Die Stadtverwaltung verlassen hat letztlich auch er Anfang 2017. Auf eigenen Wunsch wechselte er zunächst zur Privatbrauerei Waldhaus, ehe er 2021 Beigeordneter von Weil am Rhein wurde. Dass dieser Abschied damals abrupt und aufgrund anhaltender Konflikte mit OB Frank erfolgte, ist ein offenes Geheimnis. Dennoch habe sein Wunsch, Oberbürgermeister von Waldshut-Tiengen zu werden, nichts mit Wiedergutmachung zu tun, betont Gruner auf Nachfrage unserer Zeitung: „Für ein solches Amt bedarf es schon mehr Motivation.
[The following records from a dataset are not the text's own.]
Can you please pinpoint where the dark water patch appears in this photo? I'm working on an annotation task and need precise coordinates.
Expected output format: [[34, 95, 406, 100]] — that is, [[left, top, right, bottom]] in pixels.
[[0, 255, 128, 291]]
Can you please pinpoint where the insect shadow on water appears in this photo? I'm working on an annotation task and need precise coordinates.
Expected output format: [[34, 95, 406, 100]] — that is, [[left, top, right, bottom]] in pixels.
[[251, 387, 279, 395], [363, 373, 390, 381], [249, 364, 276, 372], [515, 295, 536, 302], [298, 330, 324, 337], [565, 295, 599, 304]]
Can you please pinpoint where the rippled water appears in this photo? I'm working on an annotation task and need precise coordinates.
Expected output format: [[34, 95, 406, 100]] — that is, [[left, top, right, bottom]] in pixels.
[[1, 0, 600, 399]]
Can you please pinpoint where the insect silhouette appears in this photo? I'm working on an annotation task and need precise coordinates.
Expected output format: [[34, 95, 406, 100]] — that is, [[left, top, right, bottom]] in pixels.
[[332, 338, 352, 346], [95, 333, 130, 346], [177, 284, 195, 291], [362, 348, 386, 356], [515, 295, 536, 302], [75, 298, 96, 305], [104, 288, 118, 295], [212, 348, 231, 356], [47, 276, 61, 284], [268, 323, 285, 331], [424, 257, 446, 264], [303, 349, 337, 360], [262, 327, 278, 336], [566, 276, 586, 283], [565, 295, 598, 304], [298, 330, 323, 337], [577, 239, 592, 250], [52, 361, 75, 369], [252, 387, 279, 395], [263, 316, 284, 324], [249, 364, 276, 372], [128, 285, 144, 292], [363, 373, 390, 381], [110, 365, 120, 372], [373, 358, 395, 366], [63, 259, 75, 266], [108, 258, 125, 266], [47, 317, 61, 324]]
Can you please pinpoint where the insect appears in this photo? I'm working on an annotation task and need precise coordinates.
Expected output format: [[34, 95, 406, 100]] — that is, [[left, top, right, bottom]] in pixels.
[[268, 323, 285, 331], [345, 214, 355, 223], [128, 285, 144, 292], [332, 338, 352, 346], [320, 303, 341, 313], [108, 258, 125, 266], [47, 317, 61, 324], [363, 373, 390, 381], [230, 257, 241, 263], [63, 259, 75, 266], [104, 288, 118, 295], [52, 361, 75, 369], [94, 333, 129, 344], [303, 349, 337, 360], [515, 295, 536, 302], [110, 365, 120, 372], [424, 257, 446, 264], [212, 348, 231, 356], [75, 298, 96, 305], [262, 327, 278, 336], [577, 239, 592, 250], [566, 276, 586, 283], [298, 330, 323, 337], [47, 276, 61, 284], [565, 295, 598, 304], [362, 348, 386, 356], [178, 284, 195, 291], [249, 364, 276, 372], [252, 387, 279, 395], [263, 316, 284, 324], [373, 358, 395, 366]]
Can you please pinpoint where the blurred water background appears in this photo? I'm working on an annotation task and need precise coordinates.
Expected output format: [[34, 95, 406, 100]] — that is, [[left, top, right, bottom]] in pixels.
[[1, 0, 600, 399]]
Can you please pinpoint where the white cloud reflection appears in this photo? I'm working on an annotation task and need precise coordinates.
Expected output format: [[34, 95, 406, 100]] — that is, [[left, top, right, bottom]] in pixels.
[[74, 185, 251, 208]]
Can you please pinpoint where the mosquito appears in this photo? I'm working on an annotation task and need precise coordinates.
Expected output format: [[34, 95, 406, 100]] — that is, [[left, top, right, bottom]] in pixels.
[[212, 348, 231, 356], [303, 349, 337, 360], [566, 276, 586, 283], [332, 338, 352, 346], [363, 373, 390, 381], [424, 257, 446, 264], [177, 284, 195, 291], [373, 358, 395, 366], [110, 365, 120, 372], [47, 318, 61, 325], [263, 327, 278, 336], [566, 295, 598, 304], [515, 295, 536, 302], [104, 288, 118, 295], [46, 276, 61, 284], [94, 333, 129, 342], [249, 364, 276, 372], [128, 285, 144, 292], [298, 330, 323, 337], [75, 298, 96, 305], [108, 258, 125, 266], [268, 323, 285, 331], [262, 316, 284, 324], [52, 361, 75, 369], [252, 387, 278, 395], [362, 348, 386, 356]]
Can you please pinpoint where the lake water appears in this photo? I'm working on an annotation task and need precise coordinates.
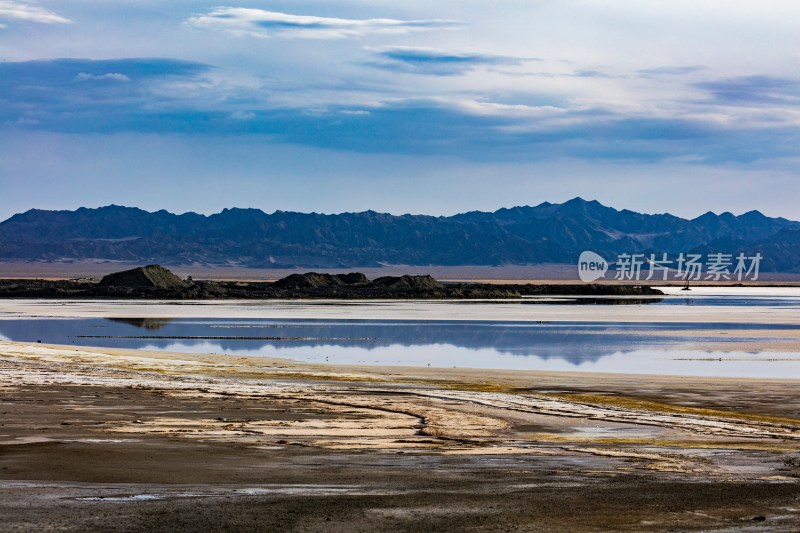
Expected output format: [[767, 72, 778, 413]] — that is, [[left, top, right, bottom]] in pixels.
[[2, 287, 800, 379]]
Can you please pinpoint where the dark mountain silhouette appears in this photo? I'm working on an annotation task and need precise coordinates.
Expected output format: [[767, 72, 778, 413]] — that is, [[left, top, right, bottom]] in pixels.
[[1, 198, 798, 271]]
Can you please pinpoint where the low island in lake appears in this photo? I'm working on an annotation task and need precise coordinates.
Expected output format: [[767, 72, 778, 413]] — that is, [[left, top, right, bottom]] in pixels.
[[0, 264, 663, 300]]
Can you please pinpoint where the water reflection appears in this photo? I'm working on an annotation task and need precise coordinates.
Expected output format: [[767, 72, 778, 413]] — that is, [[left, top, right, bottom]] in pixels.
[[106, 317, 175, 330], [0, 317, 798, 377]]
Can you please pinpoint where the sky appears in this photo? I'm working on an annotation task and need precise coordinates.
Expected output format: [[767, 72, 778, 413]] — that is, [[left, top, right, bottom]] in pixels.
[[1, 0, 799, 221]]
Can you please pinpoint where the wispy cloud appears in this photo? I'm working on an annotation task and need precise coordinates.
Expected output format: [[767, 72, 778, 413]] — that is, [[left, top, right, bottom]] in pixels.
[[2, 57, 799, 167], [572, 69, 613, 79], [638, 65, 706, 78], [0, 58, 211, 128], [366, 46, 525, 76], [695, 75, 800, 106], [185, 7, 463, 39], [74, 72, 131, 82], [1, 58, 209, 84], [0, 0, 71, 25]]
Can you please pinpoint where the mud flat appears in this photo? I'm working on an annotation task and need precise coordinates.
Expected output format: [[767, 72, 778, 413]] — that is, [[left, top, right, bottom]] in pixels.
[[2, 340, 800, 532]]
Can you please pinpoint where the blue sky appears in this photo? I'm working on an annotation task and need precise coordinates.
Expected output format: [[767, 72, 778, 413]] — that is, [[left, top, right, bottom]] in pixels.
[[1, 0, 799, 220]]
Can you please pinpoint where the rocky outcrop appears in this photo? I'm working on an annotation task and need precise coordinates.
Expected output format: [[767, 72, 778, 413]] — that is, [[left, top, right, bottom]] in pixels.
[[272, 272, 368, 289], [0, 268, 664, 301], [372, 275, 443, 291], [98, 265, 189, 289]]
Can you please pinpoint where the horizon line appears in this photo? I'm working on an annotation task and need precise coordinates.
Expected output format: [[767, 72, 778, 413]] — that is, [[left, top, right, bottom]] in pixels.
[[1, 197, 785, 224]]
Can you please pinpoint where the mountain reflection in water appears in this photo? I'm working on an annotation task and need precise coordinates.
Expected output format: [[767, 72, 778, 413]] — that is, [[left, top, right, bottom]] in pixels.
[[0, 317, 794, 366]]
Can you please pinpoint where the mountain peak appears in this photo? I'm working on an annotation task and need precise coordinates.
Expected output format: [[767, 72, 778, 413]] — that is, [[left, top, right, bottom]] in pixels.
[[556, 197, 613, 215], [693, 211, 718, 222], [563, 196, 591, 205], [740, 210, 768, 220]]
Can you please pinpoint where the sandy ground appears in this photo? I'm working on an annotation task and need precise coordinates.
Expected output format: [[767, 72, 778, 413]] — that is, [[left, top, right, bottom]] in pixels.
[[2, 340, 800, 531]]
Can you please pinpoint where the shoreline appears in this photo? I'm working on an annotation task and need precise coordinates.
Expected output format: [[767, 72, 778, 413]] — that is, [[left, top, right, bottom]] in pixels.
[[3, 292, 800, 325], [3, 339, 800, 531], [5, 339, 800, 442], [6, 339, 800, 385]]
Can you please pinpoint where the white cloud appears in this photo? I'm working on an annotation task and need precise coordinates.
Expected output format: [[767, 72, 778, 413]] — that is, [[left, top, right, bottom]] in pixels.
[[74, 72, 131, 82], [185, 7, 462, 39], [0, 0, 71, 25]]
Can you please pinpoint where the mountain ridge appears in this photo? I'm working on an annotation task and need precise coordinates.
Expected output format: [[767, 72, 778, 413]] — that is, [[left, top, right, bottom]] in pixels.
[[2, 198, 799, 271]]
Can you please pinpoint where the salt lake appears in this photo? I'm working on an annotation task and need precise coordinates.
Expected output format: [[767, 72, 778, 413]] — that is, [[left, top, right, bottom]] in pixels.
[[1, 287, 799, 378]]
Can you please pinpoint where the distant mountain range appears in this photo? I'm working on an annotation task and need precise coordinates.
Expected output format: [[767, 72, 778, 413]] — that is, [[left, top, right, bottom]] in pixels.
[[1, 198, 799, 272]]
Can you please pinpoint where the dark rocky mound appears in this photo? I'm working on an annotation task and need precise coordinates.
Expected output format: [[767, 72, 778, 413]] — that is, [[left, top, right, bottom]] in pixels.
[[98, 265, 189, 289], [272, 272, 368, 289], [336, 272, 370, 285], [0, 268, 663, 301], [512, 283, 664, 297], [372, 275, 443, 291]]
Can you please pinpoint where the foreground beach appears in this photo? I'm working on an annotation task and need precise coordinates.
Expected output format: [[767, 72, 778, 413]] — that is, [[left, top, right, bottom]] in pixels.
[[2, 340, 800, 531]]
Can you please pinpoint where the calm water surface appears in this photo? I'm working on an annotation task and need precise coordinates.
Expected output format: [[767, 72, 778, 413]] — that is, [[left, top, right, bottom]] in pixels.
[[1, 308, 798, 378]]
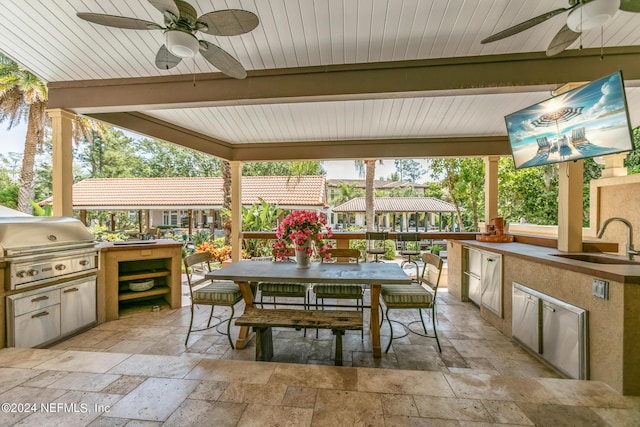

Die liegt für mich bei der Stadt und ihren Bürgern und richtet sich nicht gegen den OB.“

Seinen Wahlkampf werde er in den kommenden Wochen beginnen – dosiert, systematisch und nachdem er sich in weiteren Gesprächen ein möglichst umfassendes Gesamtbild verschafft habe: „Daraus leite ich die Hauptpunkte meines Wahlprogramms ab.“ Dass er dabei auf große Unterstützung aus verschiedensten Bereichen der Bürgerschaft und aus dem Gemeinderat bauen könne, motiviere ihn dabei zusätzlich, wie er betont.